Forum Replies Created
Per Article V (Board of Directors) “Board Appointed Positions” are enumerated in section 2 (and defined in a later section), and declared voting members of the Board of Directors in Section 1. Is it still the desired intent that all “Board Appointed Positions” carry a vote at BoD business meetings?
As the current appointed dealership liason for Co’s BMW in Loveland, should I be attending the business meetings?
Article VIII Section I — Business Meetings
I don’t recall seeing the business meetings time and place being published in our current newsletter. With the newsletter being quarterly instead of monthly, this requires multiple meeting dates to be published at a time. I recommend changing this item to require that business meeting announcements are sent to members via club email (constant contact) or the club website, which can be done (and corrected) as needed, as opposed to tying it to newsletter publication.
Article V, Section 3. Item 6: wording: “The Board of Directors may direct an audit (of) the Chapter’s finances” (sic)
This is wrong in the 2008 version as well.
I disagree with Article V, Section 2 – Board Appointed Positions in that is calls out a fixed list of appointed positions that may or may not be needed in the future. The current 2008 wording gives the EC the flexibility to add/remove roles as they are needed. Such rigid lists require a Bylaw change and vote any time you want that kind of change — and is explicitly why the 2008 wording was left without such a fixed list.
Changing those in appointed positions has been a long challenge for the chapter however, with most of the roles really being “life positions” — and voting positions at that, which brings good and bad.
I think it important that these important voting positions are evaluated annually by the EC to ensure the role and those filling them are in the best interests of the Chapter and its membership, and not continued just out of momentum. Long service to the Chapter and the perspective it brings is a valuable asset. It’s also an effective means to lock out new perspective and volunteers. Ensure that this section of the bylaws gives EC the latitude and motivation to find the right balance.
Article V – Board of Directors, fourth paragraph regarding voting. This section was changed in 2008 as a reaction to a vote regarding RMC BMW CCA’s participation in the CAMA HPR project — specifically, dealing with EC or board members that weren’t present at the vote. “Present” has been added back to the 2015 bylaws update, reverting back to the pre-2008 wording.
I bring this up, because this was a huge point of contention for some on the Board of Directors that disagreed with how the CAMA/HPR vote went. To be clear, I AGREE with the change that votes should be counted by those present at the meeting, and not proxied or challenged after the vote.

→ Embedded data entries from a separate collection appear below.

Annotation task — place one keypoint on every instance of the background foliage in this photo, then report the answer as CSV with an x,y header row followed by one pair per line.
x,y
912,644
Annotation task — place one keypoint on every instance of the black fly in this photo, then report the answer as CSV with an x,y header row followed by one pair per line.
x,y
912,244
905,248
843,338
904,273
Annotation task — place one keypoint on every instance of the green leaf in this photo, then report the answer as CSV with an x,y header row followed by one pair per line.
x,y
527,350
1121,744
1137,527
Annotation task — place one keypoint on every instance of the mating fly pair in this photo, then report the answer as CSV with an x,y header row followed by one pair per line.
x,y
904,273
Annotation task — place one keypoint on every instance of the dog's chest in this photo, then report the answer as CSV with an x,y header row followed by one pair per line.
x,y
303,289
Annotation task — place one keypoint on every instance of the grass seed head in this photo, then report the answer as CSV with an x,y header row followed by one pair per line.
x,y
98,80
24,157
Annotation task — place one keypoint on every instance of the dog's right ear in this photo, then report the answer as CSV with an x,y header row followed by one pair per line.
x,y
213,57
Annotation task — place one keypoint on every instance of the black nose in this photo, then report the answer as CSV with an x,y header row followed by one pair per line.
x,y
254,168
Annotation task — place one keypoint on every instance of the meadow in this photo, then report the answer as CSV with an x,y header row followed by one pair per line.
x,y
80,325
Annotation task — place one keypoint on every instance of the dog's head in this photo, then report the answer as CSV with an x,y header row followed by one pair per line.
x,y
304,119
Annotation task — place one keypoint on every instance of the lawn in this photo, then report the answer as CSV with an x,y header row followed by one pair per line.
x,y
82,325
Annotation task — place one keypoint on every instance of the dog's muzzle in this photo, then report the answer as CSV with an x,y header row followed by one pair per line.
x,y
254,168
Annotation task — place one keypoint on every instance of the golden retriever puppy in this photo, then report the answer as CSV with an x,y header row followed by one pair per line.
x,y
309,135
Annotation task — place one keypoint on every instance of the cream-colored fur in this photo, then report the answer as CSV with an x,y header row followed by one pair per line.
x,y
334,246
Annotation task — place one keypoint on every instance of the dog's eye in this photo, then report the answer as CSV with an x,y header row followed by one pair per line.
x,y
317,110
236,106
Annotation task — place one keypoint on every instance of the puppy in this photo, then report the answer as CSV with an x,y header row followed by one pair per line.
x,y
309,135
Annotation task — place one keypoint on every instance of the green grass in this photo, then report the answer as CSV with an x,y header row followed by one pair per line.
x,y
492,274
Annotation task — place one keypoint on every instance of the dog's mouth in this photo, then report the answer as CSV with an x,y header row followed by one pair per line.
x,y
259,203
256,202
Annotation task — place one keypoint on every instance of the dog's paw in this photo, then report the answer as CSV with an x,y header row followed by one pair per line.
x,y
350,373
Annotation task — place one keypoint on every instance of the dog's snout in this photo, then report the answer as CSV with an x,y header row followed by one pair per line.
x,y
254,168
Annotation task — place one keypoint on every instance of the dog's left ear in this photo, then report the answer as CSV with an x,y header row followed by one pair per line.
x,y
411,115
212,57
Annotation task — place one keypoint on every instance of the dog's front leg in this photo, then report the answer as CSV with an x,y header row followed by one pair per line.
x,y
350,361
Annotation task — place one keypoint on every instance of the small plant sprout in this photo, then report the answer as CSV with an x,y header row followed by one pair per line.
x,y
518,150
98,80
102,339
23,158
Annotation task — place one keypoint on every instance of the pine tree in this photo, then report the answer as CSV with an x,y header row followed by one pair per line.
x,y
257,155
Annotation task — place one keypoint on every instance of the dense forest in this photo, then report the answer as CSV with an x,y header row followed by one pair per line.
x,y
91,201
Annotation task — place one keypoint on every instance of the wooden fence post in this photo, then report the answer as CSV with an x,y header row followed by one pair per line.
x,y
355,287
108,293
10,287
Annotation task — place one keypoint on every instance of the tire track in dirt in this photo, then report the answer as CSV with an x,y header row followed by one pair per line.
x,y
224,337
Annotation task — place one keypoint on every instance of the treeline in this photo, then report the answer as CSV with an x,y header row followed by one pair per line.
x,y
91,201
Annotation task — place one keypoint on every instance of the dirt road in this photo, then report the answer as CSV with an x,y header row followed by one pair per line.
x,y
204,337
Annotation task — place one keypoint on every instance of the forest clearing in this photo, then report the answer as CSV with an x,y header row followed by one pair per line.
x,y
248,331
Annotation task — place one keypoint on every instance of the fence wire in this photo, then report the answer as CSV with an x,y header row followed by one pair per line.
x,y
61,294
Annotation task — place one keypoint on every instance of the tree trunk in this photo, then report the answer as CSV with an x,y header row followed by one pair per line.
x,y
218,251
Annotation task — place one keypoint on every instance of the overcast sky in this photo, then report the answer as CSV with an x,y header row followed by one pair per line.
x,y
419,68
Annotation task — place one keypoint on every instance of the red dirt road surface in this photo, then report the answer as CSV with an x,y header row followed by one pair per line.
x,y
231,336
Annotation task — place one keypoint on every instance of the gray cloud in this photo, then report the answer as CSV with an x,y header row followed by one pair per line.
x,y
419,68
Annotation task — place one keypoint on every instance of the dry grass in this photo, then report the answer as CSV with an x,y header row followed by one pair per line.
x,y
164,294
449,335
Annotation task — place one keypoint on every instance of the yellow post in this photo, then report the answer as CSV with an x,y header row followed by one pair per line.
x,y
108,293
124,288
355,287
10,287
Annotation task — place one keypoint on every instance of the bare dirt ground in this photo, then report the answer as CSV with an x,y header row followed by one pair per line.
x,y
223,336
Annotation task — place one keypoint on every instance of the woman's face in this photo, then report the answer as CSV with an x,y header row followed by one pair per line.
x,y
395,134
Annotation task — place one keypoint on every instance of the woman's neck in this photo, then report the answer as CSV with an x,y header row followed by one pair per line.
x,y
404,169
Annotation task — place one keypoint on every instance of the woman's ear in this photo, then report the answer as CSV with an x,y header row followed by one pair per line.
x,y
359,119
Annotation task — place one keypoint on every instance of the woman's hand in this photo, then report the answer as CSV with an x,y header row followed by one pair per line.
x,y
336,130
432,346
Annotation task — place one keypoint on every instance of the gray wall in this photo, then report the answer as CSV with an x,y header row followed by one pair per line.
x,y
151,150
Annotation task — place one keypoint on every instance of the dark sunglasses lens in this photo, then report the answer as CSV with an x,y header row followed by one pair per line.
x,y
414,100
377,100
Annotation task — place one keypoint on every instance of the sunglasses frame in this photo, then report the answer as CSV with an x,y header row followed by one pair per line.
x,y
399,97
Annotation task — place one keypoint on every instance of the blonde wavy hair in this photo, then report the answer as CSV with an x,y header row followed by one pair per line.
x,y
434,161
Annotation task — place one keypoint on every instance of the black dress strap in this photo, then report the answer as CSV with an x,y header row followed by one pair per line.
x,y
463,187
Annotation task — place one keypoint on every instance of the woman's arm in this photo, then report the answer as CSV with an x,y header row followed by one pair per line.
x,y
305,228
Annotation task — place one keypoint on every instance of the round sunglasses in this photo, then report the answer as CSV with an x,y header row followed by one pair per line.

Treasurer deleted items (j) through (n) — are these actions no longer required, or are they being handled by a different role? Invoices for our newsletter advertisers seems like an important activity to continue.
Treasurer item (f):
1) Aren’t IRS tax forms due April 15th, not May 15th?
2) Wording: “… for filing with the IRS on or before May 15th of each following calendar year” (sic)
3) “Such forms” — which forms? All the forms filed with the IRS?
The modification to the treasurer roles, item (c), is a good one requiring a second signature, but the amended bylaws refers to the co-signer being “any other members of the elected committee”. That should read “the Executive Committee”; there is no “elected committee” defined in the bylaws.
Section 2, item (c) is duplicated (editing error)
The first change I see is Article IV (Officers and Duties) regarding term limits, with the change being that for an elected officer who has reached their term limit, “the board” can approve for that officer to continue their term. Questions:
1) Who is “the board” ? Is this the “Board of Directors” defined in Article V?
2) What is the limit on the number of times “the board” can approve to extend the term? I think there should be a definite limit to this, as the spirit of term limits includes working to ensure new voices are brought into those roles. It shouldn’t be open-ended, and I suggest a limit of 1 term extension.
What is a summary of the difference between the two documents?
Thanks for pulling this together Arnie — looking forward to the training tomorrow night!